バンビちゃんとクリスマス
「メリークリスマース!」
部屋の扉を思い切り開けると、キッチンで料理をしていた小暮が驚いて跳ね上がった。
「び、びっくりした…メリークリスマス、綾小路」
体全体で驚いてしまった自分が恥ずかしいのか、照れくさそうに笑いながらテーブルに料理を運ぶ小暮。…新妻。クる。
クリスマスの今日、本当は俺はおやじに頼んで高級ホテルのスイートを取ってレストランデートをして最高のクリスマスを演出するつもりだった。だが、小暮が先に俺にクリスマスは部屋でしないかと持ちかけてきたのだ。
外にでるには外出許可がいる。今年のクリスマスは、イブは祝日だが次の日は平日だ。つまり、外に出ても夜には学校に戻らなくてはならない。時間を気にすることなくずっと一緒にいたい。イブの夜は離れたくない、誰の目を気にすることもなく俺にくっついていたい、と。
頬を染めて、そんなかわいいことを言われて断る奴がどこにいる?
その場で押し倒さなかった俺を誉めてくれ。
「手伝うよ」
「ありがとう」
お皿と箸などを運び、二人で食事の支度をする。なんてことないこんな作業に、俺はひどく満たされる。

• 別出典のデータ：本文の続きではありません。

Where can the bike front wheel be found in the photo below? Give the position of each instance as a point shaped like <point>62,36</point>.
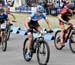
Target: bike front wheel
<point>57,40</point>
<point>72,43</point>
<point>25,50</point>
<point>43,53</point>
<point>4,43</point>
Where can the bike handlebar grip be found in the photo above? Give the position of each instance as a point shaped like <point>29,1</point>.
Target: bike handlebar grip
<point>25,33</point>
<point>50,31</point>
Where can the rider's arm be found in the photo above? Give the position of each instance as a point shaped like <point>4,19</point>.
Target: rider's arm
<point>26,22</point>
<point>60,18</point>
<point>48,23</point>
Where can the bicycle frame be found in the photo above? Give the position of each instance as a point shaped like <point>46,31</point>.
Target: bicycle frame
<point>70,28</point>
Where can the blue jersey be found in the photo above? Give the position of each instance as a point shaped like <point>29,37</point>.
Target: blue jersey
<point>3,17</point>
<point>35,17</point>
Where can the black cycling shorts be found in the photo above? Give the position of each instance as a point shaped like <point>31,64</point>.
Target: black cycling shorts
<point>33,24</point>
<point>1,21</point>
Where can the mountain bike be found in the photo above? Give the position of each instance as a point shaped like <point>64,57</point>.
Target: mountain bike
<point>8,30</point>
<point>69,36</point>
<point>3,37</point>
<point>39,46</point>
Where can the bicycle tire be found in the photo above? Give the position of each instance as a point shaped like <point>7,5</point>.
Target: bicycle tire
<point>56,39</point>
<point>8,34</point>
<point>25,51</point>
<point>48,53</point>
<point>4,44</point>
<point>72,44</point>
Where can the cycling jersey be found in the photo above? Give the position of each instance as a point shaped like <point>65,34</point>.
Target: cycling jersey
<point>34,20</point>
<point>64,15</point>
<point>3,18</point>
<point>35,17</point>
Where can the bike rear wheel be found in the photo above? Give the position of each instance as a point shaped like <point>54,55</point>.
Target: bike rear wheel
<point>25,51</point>
<point>4,43</point>
<point>42,51</point>
<point>8,34</point>
<point>57,40</point>
<point>72,43</point>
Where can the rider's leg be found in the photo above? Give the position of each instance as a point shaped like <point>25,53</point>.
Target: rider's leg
<point>28,45</point>
<point>13,16</point>
<point>62,33</point>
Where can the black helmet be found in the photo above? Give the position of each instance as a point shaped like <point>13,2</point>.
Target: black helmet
<point>1,10</point>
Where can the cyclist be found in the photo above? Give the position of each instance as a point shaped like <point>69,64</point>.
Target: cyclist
<point>7,10</point>
<point>64,18</point>
<point>32,22</point>
<point>3,18</point>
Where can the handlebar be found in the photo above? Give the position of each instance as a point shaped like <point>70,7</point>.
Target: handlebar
<point>43,32</point>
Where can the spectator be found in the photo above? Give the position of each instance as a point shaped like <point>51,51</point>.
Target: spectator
<point>46,5</point>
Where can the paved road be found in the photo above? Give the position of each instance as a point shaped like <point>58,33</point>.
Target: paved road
<point>14,54</point>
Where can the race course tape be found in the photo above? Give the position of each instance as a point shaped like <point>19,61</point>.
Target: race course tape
<point>18,30</point>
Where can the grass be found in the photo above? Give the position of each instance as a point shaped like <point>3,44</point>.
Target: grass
<point>20,18</point>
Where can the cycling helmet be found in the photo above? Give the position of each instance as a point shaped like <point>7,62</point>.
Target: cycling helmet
<point>1,10</point>
<point>40,9</point>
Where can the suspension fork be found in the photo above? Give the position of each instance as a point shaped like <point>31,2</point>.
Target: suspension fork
<point>68,33</point>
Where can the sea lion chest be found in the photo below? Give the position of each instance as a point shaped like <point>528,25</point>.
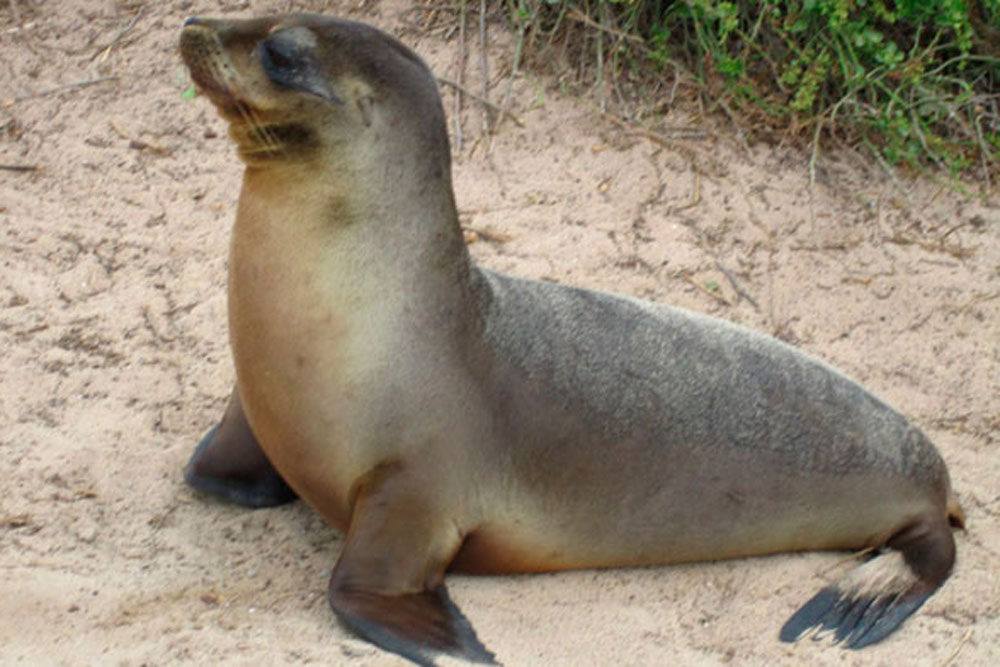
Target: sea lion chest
<point>308,340</point>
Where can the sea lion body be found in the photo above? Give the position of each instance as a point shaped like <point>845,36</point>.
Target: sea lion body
<point>448,417</point>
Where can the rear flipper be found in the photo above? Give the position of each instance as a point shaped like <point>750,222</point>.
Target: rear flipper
<point>229,463</point>
<point>873,600</point>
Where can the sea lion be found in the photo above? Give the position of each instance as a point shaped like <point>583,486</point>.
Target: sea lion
<point>446,417</point>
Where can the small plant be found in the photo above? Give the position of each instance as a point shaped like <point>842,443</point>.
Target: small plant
<point>918,81</point>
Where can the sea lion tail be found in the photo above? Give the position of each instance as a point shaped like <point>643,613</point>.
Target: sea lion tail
<point>874,599</point>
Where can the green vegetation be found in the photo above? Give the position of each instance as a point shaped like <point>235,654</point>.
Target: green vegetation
<point>917,81</point>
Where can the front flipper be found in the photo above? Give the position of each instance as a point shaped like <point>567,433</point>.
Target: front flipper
<point>388,585</point>
<point>874,599</point>
<point>229,463</point>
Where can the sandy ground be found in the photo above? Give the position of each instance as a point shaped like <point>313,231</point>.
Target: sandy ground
<point>115,356</point>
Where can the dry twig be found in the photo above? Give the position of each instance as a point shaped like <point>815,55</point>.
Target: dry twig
<point>481,99</point>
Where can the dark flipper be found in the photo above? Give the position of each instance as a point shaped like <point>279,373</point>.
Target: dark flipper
<point>388,586</point>
<point>229,463</point>
<point>416,626</point>
<point>873,600</point>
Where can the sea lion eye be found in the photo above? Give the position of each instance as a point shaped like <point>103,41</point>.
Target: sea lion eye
<point>278,57</point>
<point>288,59</point>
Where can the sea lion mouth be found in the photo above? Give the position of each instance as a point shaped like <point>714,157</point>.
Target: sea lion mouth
<point>215,75</point>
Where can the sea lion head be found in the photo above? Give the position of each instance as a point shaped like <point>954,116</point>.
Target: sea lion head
<point>295,87</point>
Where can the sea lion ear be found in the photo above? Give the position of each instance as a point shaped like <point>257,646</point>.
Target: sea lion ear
<point>288,58</point>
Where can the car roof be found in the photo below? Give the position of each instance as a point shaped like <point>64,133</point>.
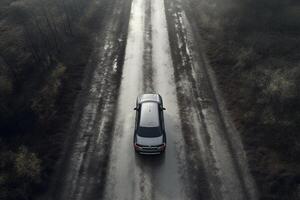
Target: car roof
<point>149,116</point>
<point>149,97</point>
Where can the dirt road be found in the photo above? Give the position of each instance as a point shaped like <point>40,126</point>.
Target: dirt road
<point>151,46</point>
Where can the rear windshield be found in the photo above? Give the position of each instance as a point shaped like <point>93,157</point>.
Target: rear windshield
<point>149,132</point>
<point>149,115</point>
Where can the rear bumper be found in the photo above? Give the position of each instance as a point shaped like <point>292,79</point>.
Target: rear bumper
<point>149,150</point>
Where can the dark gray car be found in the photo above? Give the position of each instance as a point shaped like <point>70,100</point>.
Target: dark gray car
<point>149,133</point>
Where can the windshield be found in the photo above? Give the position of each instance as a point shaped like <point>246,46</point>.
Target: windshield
<point>149,132</point>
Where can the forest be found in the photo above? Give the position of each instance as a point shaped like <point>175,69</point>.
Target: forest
<point>254,49</point>
<point>44,48</point>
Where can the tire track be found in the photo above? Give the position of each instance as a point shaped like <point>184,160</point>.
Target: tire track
<point>220,163</point>
<point>85,169</point>
<point>147,64</point>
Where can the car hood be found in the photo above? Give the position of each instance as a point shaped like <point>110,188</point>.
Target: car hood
<point>149,141</point>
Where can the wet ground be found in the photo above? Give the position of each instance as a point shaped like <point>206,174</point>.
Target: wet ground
<point>151,46</point>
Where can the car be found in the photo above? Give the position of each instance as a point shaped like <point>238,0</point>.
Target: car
<point>149,131</point>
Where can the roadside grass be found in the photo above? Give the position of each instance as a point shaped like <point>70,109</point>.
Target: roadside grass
<point>254,48</point>
<point>43,54</point>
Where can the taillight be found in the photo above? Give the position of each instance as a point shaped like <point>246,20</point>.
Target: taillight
<point>162,146</point>
<point>136,146</point>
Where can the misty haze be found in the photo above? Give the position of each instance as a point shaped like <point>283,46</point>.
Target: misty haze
<point>149,99</point>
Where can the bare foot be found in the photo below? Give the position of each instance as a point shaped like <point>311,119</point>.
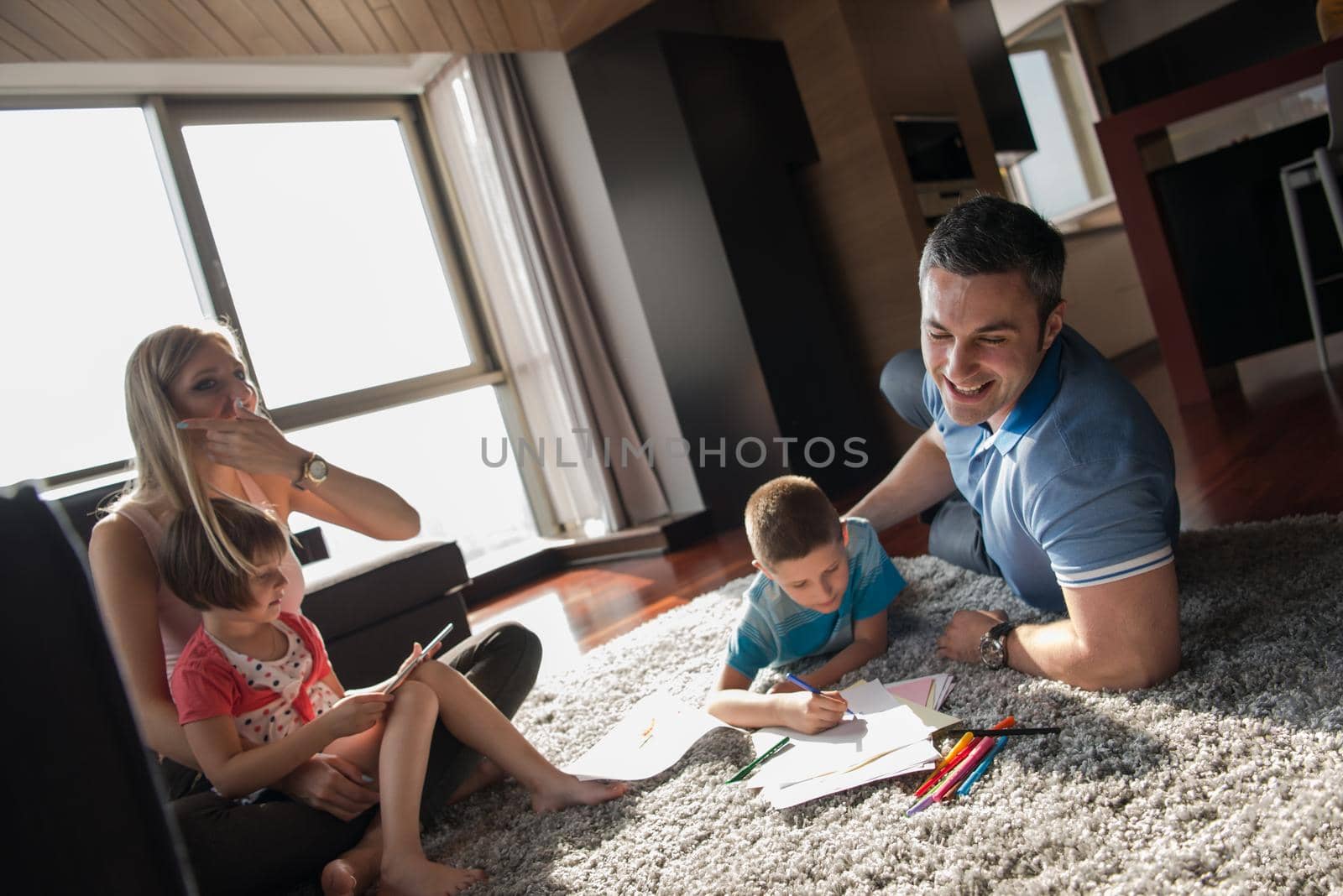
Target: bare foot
<point>567,790</point>
<point>425,878</point>
<point>353,873</point>
<point>483,775</point>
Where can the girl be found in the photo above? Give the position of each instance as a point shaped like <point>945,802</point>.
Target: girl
<point>255,674</point>
<point>194,376</point>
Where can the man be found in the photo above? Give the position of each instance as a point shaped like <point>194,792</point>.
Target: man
<point>1054,471</point>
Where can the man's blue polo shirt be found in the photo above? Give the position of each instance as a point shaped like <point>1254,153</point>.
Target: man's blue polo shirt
<point>1078,487</point>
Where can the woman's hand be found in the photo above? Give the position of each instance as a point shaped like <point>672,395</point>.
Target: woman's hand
<point>355,714</point>
<point>248,443</point>
<point>332,785</point>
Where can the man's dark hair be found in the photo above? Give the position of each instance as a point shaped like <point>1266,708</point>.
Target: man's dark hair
<point>991,235</point>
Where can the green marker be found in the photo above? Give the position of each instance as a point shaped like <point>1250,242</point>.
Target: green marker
<point>755,762</point>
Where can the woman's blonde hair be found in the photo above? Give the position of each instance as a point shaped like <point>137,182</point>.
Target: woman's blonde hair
<point>165,468</point>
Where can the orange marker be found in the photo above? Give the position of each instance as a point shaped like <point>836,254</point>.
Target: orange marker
<point>957,754</point>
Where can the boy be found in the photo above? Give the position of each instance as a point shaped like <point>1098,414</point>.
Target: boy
<point>823,586</point>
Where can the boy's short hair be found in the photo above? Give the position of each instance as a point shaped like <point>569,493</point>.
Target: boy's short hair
<point>787,518</point>
<point>191,568</point>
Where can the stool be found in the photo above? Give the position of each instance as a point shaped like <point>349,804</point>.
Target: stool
<point>1320,168</point>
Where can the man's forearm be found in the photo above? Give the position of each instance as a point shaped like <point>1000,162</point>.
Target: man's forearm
<point>1054,651</point>
<point>843,663</point>
<point>917,482</point>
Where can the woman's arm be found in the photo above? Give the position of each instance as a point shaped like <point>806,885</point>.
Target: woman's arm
<point>127,582</point>
<point>253,445</point>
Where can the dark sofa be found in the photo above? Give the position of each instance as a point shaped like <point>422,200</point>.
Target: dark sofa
<point>91,800</point>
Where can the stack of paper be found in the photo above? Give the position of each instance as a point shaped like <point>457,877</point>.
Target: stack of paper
<point>893,737</point>
<point>930,691</point>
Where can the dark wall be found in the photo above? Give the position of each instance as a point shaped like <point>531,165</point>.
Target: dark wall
<point>676,255</point>
<point>750,134</point>
<point>980,38</point>
<point>698,137</point>
<point>1228,39</point>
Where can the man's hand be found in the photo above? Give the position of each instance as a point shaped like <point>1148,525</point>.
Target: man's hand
<point>960,640</point>
<point>332,785</point>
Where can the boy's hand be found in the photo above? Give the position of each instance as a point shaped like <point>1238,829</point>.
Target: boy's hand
<point>356,712</point>
<point>812,712</point>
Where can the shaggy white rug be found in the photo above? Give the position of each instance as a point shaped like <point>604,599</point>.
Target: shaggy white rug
<point>1228,775</point>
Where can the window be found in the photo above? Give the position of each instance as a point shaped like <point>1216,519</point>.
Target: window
<point>319,228</point>
<point>1067,175</point>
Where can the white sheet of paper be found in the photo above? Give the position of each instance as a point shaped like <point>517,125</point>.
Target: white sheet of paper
<point>910,759</point>
<point>649,739</point>
<point>886,725</point>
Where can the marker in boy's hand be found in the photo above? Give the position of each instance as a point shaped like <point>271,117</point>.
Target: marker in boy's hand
<point>823,591</point>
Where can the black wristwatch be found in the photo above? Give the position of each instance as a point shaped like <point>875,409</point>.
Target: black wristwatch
<point>993,645</point>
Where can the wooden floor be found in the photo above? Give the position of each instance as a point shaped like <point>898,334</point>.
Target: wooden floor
<point>1269,448</point>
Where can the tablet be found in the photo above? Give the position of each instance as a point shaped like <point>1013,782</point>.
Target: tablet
<point>438,638</point>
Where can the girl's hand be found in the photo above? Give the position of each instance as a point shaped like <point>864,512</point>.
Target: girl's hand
<point>355,712</point>
<point>332,785</point>
<point>248,443</point>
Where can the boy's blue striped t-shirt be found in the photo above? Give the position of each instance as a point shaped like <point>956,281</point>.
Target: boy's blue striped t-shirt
<point>776,631</point>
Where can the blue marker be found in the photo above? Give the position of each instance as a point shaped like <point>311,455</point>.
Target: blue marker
<point>984,766</point>
<point>807,687</point>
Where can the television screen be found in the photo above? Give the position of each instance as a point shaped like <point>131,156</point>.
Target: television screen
<point>935,149</point>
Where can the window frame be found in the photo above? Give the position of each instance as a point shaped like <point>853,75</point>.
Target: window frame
<point>165,114</point>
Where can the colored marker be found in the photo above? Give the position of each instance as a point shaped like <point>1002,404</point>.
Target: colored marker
<point>1001,732</point>
<point>765,757</point>
<point>984,766</point>
<point>954,758</point>
<point>807,687</point>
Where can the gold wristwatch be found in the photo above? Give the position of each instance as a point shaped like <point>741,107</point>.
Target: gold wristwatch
<point>313,472</point>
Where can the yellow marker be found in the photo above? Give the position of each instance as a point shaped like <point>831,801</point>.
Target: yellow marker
<point>955,752</point>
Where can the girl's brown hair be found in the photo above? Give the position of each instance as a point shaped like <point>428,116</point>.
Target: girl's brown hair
<point>195,573</point>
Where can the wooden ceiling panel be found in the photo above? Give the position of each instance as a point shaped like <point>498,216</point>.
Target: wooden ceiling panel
<point>308,23</point>
<point>47,31</point>
<point>245,27</point>
<point>145,27</point>
<point>342,26</point>
<point>82,27</point>
<point>281,27</point>
<point>133,42</point>
<point>94,29</point>
<point>523,26</point>
<point>371,27</point>
<point>179,27</point>
<point>212,27</point>
<point>497,23</point>
<point>395,29</point>
<point>477,29</point>
<point>422,23</point>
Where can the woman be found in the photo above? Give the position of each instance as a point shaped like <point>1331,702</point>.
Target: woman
<point>198,434</point>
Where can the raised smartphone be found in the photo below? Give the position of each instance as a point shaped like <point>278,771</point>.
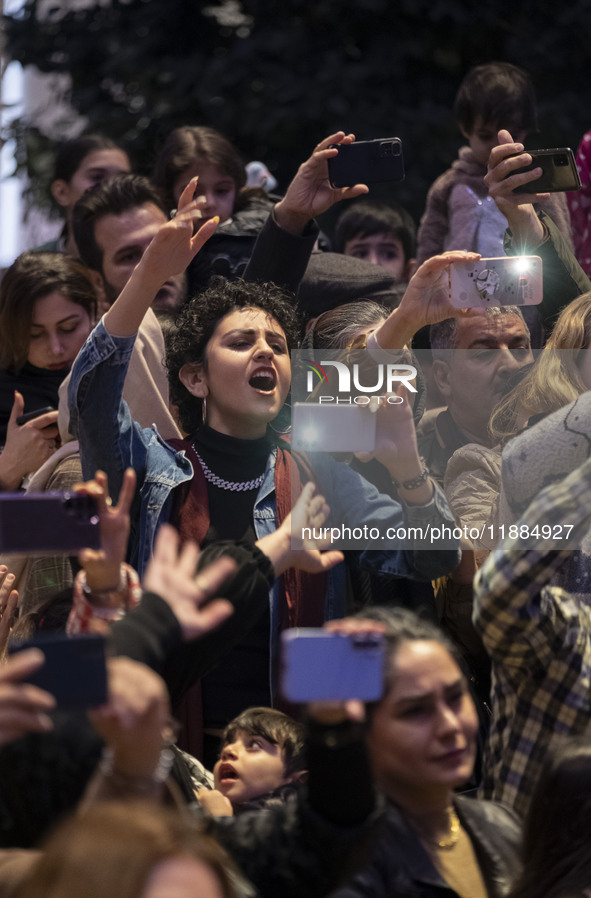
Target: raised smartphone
<point>48,523</point>
<point>503,281</point>
<point>30,416</point>
<point>559,171</point>
<point>74,670</point>
<point>321,427</point>
<point>320,666</point>
<point>367,162</point>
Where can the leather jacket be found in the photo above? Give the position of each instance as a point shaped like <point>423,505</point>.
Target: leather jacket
<point>401,867</point>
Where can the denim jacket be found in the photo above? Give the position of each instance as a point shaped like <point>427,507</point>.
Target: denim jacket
<point>111,440</point>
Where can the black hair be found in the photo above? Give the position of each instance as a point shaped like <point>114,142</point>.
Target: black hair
<point>32,276</point>
<point>277,728</point>
<point>500,95</point>
<point>403,625</point>
<point>72,153</point>
<point>113,196</point>
<point>557,828</point>
<point>187,341</point>
<point>443,334</point>
<point>367,217</point>
<point>191,145</point>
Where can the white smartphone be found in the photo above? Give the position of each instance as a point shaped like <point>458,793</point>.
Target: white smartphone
<point>323,427</point>
<point>503,281</point>
<point>321,666</point>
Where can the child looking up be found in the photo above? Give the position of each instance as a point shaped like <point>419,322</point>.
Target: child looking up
<point>261,761</point>
<point>382,233</point>
<point>459,213</point>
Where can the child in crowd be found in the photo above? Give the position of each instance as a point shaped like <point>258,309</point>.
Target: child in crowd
<point>382,233</point>
<point>459,213</point>
<point>192,151</point>
<point>261,762</point>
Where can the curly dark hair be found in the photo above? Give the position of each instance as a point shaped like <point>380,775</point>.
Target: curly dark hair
<point>277,728</point>
<point>187,341</point>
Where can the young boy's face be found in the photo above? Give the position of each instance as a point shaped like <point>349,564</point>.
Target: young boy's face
<point>484,136</point>
<point>382,249</point>
<point>249,767</point>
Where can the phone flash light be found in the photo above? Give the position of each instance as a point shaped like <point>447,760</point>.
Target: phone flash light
<point>310,435</point>
<point>522,265</point>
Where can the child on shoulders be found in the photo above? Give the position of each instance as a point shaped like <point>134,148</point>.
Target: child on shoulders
<point>459,213</point>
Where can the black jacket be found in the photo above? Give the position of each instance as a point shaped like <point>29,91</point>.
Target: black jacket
<point>401,867</point>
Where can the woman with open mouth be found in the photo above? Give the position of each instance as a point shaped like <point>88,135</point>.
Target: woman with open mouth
<point>232,476</point>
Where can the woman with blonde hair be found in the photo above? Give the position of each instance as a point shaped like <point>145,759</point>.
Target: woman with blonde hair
<point>561,372</point>
<point>134,850</point>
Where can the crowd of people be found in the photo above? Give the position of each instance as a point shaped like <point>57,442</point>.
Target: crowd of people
<point>146,364</point>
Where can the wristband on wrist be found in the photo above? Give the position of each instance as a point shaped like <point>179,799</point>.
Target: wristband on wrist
<point>415,482</point>
<point>139,784</point>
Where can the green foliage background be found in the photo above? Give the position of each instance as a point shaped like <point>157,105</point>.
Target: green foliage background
<point>276,77</point>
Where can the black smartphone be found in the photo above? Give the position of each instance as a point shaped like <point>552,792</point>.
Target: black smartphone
<point>74,671</point>
<point>48,523</point>
<point>367,162</point>
<point>30,416</point>
<point>559,171</point>
<point>320,666</point>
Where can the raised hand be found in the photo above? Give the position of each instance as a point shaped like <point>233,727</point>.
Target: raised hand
<point>425,301</point>
<point>396,445</point>
<point>134,718</point>
<point>336,712</point>
<point>310,193</point>
<point>23,707</point>
<point>8,603</point>
<point>27,445</point>
<point>287,546</point>
<point>103,566</point>
<point>171,250</point>
<point>171,575</point>
<point>517,208</point>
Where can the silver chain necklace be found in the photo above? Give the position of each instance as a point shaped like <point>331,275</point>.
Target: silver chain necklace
<point>234,485</point>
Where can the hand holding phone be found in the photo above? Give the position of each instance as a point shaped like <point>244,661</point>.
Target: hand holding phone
<point>321,427</point>
<point>74,670</point>
<point>503,281</point>
<point>48,523</point>
<point>559,172</point>
<point>24,707</point>
<point>323,666</point>
<point>28,445</point>
<point>37,413</point>
<point>367,162</point>
<point>310,192</point>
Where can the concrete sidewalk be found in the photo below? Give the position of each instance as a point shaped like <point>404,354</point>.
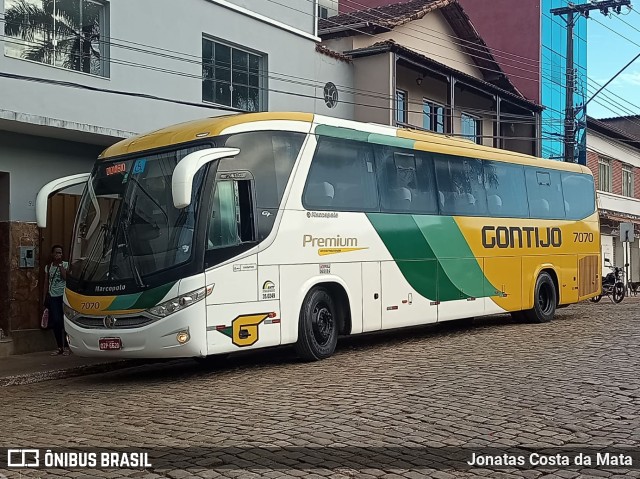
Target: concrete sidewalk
<point>36,367</point>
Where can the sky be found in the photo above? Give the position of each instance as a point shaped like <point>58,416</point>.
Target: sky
<point>607,53</point>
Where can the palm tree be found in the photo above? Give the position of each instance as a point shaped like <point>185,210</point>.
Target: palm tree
<point>69,35</point>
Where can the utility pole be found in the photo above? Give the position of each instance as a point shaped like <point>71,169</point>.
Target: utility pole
<point>573,12</point>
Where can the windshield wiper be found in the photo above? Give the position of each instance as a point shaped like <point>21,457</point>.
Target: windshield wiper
<point>124,224</point>
<point>106,234</point>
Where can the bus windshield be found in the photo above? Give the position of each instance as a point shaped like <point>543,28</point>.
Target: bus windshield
<point>127,226</point>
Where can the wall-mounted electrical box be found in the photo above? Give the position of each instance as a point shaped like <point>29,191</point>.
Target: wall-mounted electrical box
<point>27,256</point>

乾杯をして食事を終えてから、小暮は宣言通り俺にぴたりとくっついて離れない。ソファで並んでテレビを見ている時にも、ちょこんと頭を俺の肩に乗せたり、トイレに行ったり飲み物を取ったりなどから帰ってくると立ち上がって抱きついてきたり。
なんですか、これは。サービス料はいくらですか。
クリスマスプレゼントも、お互いにあまりお金をかけないようにしようと言われた。俺たちの学校はバイト禁止だ。つまり、親からの小遣いしか収入源がない。
ないのだが、俺は生徒会長という自由に動けない立場のため買い物などに不自由しないように親からカードを渡されている。恥ずかしい話だが、小暮とつきあうまで俺は金銭感覚がなかった。小暮に一度高額なプレゼントをしてこっぴどく怒られて初めて自分の感覚がおかしいことに気がついた。
それからは、世間一般の高校生が手にしている金額相当の物にするようにしている。ああ、早く働きたい。自分で死ぬほど働いて、そうして自分で稼いだ金で小暮を喜ばせたい。
金なんかかけなくても、小暮は俺からのものなら何でも喜んでくれるのは知ってるけど、男の見栄っていうのかな。さっき言ったホテルのスイートだって、おやじに金を借りてきちんと返すつもりだった。
せめて学校がバイトしてもいい、って言ってくれたらなー。なんてぼんやり考えたり。
二人して、ベッドに入る前にプレゼント交換をした。小暮からは、革製のウォレット。俺から小暮には、同じく革製のキーケース。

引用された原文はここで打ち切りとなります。